In 2005, an extremely wealthy old friend of Yasir Arafat’s, Munib al-Masri, spoke about the missed opportunities he witnessed during Arafat’s time in power for an article in the Atlantic. Here is what he told the author of that piece, David Samuels:
With three hundred, four hundred million dollars we could have built Palestine in ten years. Waste, waste, waste. I flew over the West Bank in a helicopter with Arafat at the beginning of Oslo, and I told him how easy we could make five, six, seven towns here; we could absorb a lot of people here; and have the right of return for the refugees. If you have good intentions and you say you want to reach a solution, we could do it. I said, if you have money and water, it could be comparable to Israel, this piece of land.
It doesn’t sound like a lot of money, a few hundred million dollars. Yet since that helicopter ride, according to a new Congressional Research Service report, the U.S. has given the Palestinians about $4 billion.
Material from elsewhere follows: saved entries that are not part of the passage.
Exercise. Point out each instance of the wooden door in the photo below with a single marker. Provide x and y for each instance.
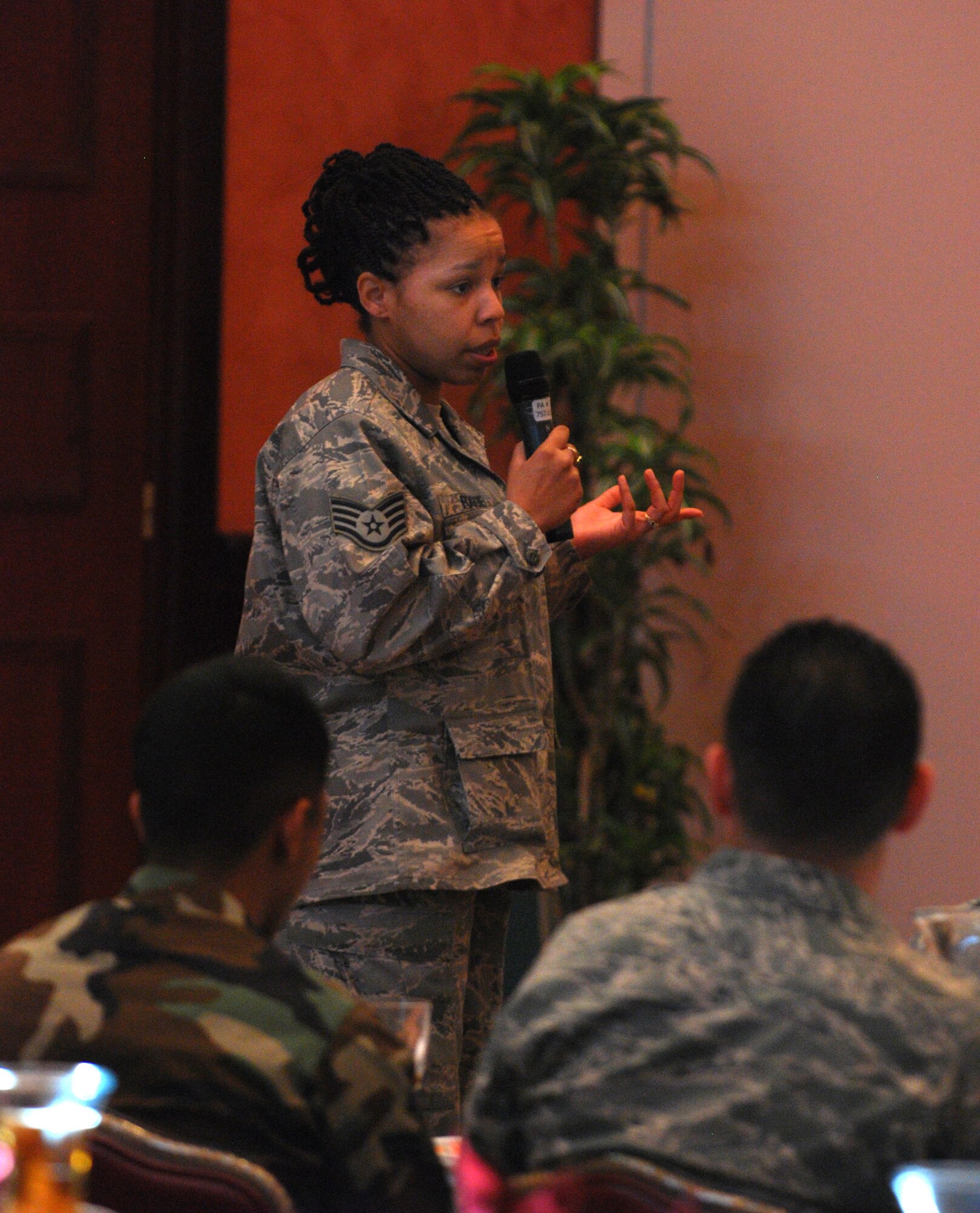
(77, 122)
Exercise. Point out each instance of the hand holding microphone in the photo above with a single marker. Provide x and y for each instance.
(543, 479)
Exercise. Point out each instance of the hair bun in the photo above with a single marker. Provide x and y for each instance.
(366, 212)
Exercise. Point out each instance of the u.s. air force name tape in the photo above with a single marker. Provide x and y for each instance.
(372, 527)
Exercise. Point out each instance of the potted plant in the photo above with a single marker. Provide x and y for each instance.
(583, 166)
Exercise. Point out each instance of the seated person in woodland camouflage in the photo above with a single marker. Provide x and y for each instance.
(215, 1035)
(760, 1028)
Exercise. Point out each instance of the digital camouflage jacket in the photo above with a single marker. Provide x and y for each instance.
(760, 1027)
(392, 576)
(219, 1039)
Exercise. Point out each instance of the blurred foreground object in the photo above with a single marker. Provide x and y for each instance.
(45, 1114)
(951, 932)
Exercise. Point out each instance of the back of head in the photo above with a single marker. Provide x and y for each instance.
(367, 213)
(823, 731)
(219, 754)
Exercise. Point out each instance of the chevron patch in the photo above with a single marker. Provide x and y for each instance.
(371, 527)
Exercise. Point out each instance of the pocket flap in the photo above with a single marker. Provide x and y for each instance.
(494, 737)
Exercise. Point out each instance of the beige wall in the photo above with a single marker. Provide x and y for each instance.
(836, 284)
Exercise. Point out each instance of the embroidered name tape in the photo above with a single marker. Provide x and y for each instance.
(372, 527)
(455, 504)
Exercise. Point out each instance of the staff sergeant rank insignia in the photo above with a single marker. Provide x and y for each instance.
(372, 527)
They didn’t build the state, as al-Masri hoped.
But as the report indicates, we had our own goals for the money:
• Combating, neutralizing, and preventing terrorism against Israel from the Islamist group Hamas and other militant organizations.
• Creating a virtuous cycle of stability and prosperity in the West Bank that inclines Palestinians toward peaceful coexistence with Israel and prepares them for self-governance.
• Meeting humanitarian needs and preventing further destabilization, particularly in the Gaza Strip.
Palestinian security forces have made some strides, but most of the prevention of Hamas terrorism is due to the efforts of the various Israeli security forces. The other two goals are obviously total failures. And it’s not just our money going down the drain; according to the report, the Palestinians are “among the world’s largest per capita recipients of international foreign aid.” So, the obvious question: Where does all the money go?
One answer is: Into the pockets of corrupt Palestinian leaders. That was the subject of a congressional hearing conducted by the House foreign affairs committee yesterday. Adam Kredo at the Washington Free Beacon has a good write-up of the testimony:
“Washington should simply acknowledge that there is a problem,” [Jonathan Schanzer] said. “The staff at the U.S. Consulate General in East Jerusalem reportedly knows that Palestinians believe their ruling elites are corrupt. But for reasons that are not entirely clear, the State Department has yet to issue a clear statement to address the issue, or what it intends to do about it.”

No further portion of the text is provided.